Proving the rationals are dense in R

Yes, $-m_2<m_1$, but we knew this anyway: $m_1$ and $m_2$ are positive integers, so $-m_2$ is negative and $m_1$ is positive.

Rudin introduces both $m_1$ and $m_2$ in order to avoid having to split the argument into cases depending on whether $x>0$, $x=0$, or $x<0$. If you simply take $m_1$ to be the minimal such that $m_1>nx$, you’re in trouble if $x$ is negative: $m_1=1$, which doesn’t do what you want.

Once you have $-m_2<nx<m_1$, you can use the well-ordering principle to set

$$k_0=\min\{k\in\Bbb N:-m_2+k>nx\}\;;$$

$\{k\in\Bbb N:-m_2+k>nx\}$ is non-empty, because it contains $m_1-(-m_2)$ so the well-ordering principle ensures that $k_0$ exists. Now let $m=-m_2+k_0$, and you can easily check that $m-1\le nx<m$.
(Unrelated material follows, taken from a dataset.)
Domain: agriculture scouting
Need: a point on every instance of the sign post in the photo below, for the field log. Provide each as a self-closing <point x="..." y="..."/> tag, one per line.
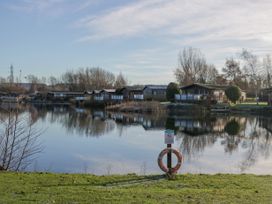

The whole proof seems to hinge on (1) Archimedian property, and (2) well ordering principle. While Rudin states and proves Archimedian property, just prior to the proof that we are discussing, well ordering principle is not mentioned by Rudin anywhere in his book, neither before nor after the current proof. Assuming something that is not stated anywhere in the book, is not a good proof strategy, especially in subjects like real analysis.

The proof seems rather oddly written. I find it more intuitive to note that $nx-ny>1$ implies there must be an integer between $ny$ and $nx$. Look at $m=\lfloor ny\rfloor+1$.